Jumping rope develops the fast-twitch muscle fibers in the calves that are necessary for quick footwork.

It leads to becoming a fast and responsive fighter able to get in and out quickly.

Stick and move is the name of the game. You want to get in fast, land your punches, then get the hell out before taking any damage.

You want to leave your opponent guessing; “WTF just happened?!?”

Learn to Jump Rope in 4 Easy Steps

Jump rope is all about timing.

Focus on performing a tiny jump each time you hear the rope smack the ground.

Beginners can practice this (without getting tangled) by holding both handles in one hand and spinning the rope in a circle at their side. When you hear the rope hit the ground, either jump with both feet or hop from leg to leg.

Once you find your rhythm, here’re the four simple steps to jump rope.

  1. Starting position: Hole the handles with your wrists facing upward and the rope behind you.
  2. Rotate your forearms and wrists and flick the rope in front of you.
  3. Perform a small jump with both feet as the rope smacks the ground.
  4. Keep the rope rotating and perform one jump each time you hear the rope hit the ground.

Here’s a short video that breaks down the technique into simple movements.

7 Tips to Jump Rope Like a Boxer

Now you’ve learned the basic movements, know that it’s going to take time to skip like a pro.

To shorten the learning curve, here are our top tips for jumping rope:

1. Use the Right Length Jump Rope

Before you even attempt to jump rope, you need to make sure it’s the right length.

Test the fit by putting your foot in the middle of the rope and pulling the handles to your sternum. The handles should reach your armpits if the rope’s the right size.

Tip: If the rope is too long, you can shorten the length by tying a knot near the handles.

2. Small Bounce

Many beginners jump high to ensure they clear the rope. Wrong! You don’t need to jump high if you time your jump correctly.

Speed and efficiency are achieved by mastering the tiny bounce. At the peak of your jump, you should only be 1/4-1/2  inch off the ground. This will help you skip faster, use less energy, and will also lessen the impact on your knees.

3. Don’t Double Bounce

Beginner mistake number two is doing two jumps for every rope rotation.
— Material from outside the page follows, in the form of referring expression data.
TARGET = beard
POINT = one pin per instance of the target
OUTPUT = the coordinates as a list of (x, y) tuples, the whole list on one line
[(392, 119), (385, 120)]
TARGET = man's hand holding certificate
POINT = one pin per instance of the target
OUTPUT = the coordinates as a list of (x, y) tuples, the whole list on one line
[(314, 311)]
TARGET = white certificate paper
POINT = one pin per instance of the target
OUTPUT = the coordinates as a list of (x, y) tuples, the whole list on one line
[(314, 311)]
They do one larger bounce to jump over the rope, and another smaller bounce to keep rhythm.

Don’t make this mistake! It’s inefficient and will slow down your jump rope speed.
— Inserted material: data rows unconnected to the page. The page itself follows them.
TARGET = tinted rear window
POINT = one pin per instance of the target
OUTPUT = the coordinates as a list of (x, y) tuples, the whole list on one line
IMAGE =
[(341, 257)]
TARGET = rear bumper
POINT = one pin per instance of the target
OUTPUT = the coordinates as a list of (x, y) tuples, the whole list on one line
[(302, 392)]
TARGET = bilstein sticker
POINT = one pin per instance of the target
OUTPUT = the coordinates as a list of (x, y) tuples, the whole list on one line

4. Jump On the Balls of Your Feet

Your heels should NEVER touch the ground.

Unless you’re doing some fancy, heel-toe skipping, you should be on the balls of your feet at all times.

Don’t be flat-footed and give your calves the punishment they deserve.
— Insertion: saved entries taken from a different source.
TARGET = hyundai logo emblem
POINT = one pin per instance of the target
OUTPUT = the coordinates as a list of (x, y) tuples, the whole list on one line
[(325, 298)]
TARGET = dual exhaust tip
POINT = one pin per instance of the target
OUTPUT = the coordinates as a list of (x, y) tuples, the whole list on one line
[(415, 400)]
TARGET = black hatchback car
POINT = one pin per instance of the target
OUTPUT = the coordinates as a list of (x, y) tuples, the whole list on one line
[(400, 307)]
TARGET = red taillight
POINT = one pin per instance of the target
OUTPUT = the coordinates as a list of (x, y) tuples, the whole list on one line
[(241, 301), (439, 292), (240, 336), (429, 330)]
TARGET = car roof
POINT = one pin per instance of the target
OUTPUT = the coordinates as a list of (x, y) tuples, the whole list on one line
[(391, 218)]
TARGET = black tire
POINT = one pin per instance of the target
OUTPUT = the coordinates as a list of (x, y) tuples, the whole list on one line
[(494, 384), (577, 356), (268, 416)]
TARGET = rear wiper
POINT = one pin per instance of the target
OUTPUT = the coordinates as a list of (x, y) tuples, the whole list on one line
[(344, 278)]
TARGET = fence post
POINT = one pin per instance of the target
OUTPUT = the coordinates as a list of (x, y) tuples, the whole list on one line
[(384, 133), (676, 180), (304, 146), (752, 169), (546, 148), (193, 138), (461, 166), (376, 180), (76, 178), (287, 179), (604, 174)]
5. Training Surface Matters

The surface you train on can affect your performance and how the rope reacts.

Suspended wood floors are best. Not only do they offer a solid surface with good friction properties, but they are also better for your joints.

Stay off carpets as you’ll have to jump higher which will mess with your timing when you train on harder surfaces.

6. Stick to Your Rhythm

The easiest way to master jumping rope is to find your natural rhythm and stick with it.

But what does this mean exactly?

Well, we each have a pace that is comfortable for us. It may be faster or slower than your training buddies. It doesn’t matter. Settle into a speed that’s comfortable and you can work on getting faster in time.

7. It’s All in the Wrists

Jumping rope is all about rotating your wrists. If you’re rotating your arms and shoulders, you’re doing it wrong.

But to be able to spin the rope using only your wrists, you have to hold the rope correctly. Your arms should be bent at the elbows and your hands should be just above your waist and about a foot to the side.